Riddler Classic

By Zach Wissner-Gross

From Abijith Krishnan comes a game of coin flipping madness:

You have two fair coins, labeled A and B. When you flip coin A, you get 1 point if it comes up heads, but you lose 1 point if it comes up tails. Coin B is worth twice as much — when you flip coin B, you get 2 points if it comes up heads, but you lose 2 points if it comes up tails.

To play the game, you make a total of 100 flips. For each flip, you can choose either coin, and you know the outcomes of all the previous flips. In order to win, you must finish with a positive total score. In your eyes, finishing with 2 points is just as good as finishing with 200 points — any positive score is a win. (By the same token, finishing with 0 or −2 points is just as bad as finishing with −200 points.)

If you optimize your strategy, what percentage of games will you win? (Remember, one game consists of 100 coin flips.)

Extra credit: What if coin A isn’t fair (but coin B is still fair)? That is, if coin A comes up heads with probability p and you optimize your strategy, what percentage of games will you win?

My Solution

The optimal strategy intuitively seems to be use the safe coin (coin A) when you want to keep your score and the danger coin (coin B) when you need to change your score. Now the question then becomes when is our score low enough to use the danger coin – where is our danger threshold?

Let’s not kid ourselves, we’re gonna Monte-Carlo this sooner or later, so we can write a quick function to play the game for us:

playGame <- function (dangerThreshold) {
  score <- 0
  for (flips in 1:100) {
    if (score < dangerThreshold) {
      score <- score + sample(c(2,-2), 1)
    } else {
      score <- score + sample(c(1,-1), 1)
    }
  }
  ifelse(score > 0, return(TRUE), return(FALSE))
}

We can then simulate a couple thousand games at each danger thresholds to see which danger threshold results in the higest win probability.
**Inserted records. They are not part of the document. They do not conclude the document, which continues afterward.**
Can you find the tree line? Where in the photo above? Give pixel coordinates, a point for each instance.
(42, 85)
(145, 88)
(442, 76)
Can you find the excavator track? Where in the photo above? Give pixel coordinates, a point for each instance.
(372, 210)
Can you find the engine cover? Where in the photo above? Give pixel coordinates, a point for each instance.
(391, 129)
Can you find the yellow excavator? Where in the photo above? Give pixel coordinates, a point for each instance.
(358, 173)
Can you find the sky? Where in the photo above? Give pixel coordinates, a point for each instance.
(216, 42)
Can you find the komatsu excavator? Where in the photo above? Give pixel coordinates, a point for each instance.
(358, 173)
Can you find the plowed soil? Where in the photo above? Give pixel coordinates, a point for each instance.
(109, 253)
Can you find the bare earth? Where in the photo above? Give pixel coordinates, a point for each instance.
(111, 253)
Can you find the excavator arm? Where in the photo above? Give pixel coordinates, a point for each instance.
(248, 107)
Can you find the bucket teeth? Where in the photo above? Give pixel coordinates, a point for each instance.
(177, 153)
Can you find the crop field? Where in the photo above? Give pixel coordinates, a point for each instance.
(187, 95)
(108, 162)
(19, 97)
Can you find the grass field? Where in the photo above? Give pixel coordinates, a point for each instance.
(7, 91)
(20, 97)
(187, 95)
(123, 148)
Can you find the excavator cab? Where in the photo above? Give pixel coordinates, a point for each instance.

df <- data.frame(dangerThreshold = -100:100, winProb = 0)
for (row in 1:nrow(df)) {
  dT <- df[row, "dangerThreshold"]
  results <- c()
  for (i in 1:2000) {
    results <- c(results, playGame(dT))
  }
  df[row, "winProb"] <- mean(results)
}

Plotting the results, it’s clear that the best danger threshold is somwhere around 0, though our results are too noisy to exactly determine the exact best danger threshold. It looks like our best danger threshold is \(score < 1\), but we may have to solve this analytically.

library(ggplot2)
df$winProb <- df$winProb * 100
ggplot(df) +
  geom_point(aes(x=dangerThreshold, y=winProb)) +
  xlab("Score Threshold to Use the 'Danger Coin'") +
  ylab("Win Probability (%)")

This game can be described as a markov chain where each possible score is a different state and the possible transitions are determined by whether the danger coin is used.

library(markovchain)
## Package:  markovchain
## Version:  0.8.2
## Date:     2020-01-10
## BugReport: http://github.com/spedygiorgio/markovchain/issues
markovMatrix <- function (dangerThreshold) {
  maxScore <- 100
  minScore <- -200
  if (dangerThreshold > 0) {
    maxScore <- maxScore + ceiling(dangerThreshold / 2)
  } else if (dangerThreshold < 0) {
    minScore <- minScore + dangerThreshold
  }
  mMatrix <- matrix(0, nrow = (abs(minScore) + maxScore + 1), ncol = (abs(minScore) + maxScore + 1))
  colnames(mMatrix) <- minScore:maxScore
  rownames(mMatrix) <- minScore:maxScore
  
  for (row in rownames(mMatrix)) {
    for (col in colnames(mMatrix)) {
      rowN <- as.numeric(row)
      colN <- as.numeric(col)
      if (rowN < dangerThreshold) {
        if (abs(rowN - colN) == 2) {
          mMatrix[row, col] <- 0.5
        }
      } else {
        if (abs(rowN - colN) == 1) {
          mMatrix[row, col] <- 0.5
        }
      }
    }
  }
  mMatrix <<- mMatrix
}

I’ve made a function for creating the transition matrix for a specific danger threshold, but now I’m stuck. I don’t know enough math to solve this.

I guess our best strategy is using the danger coin if the score is less than 1, and using the safe coin otherwise.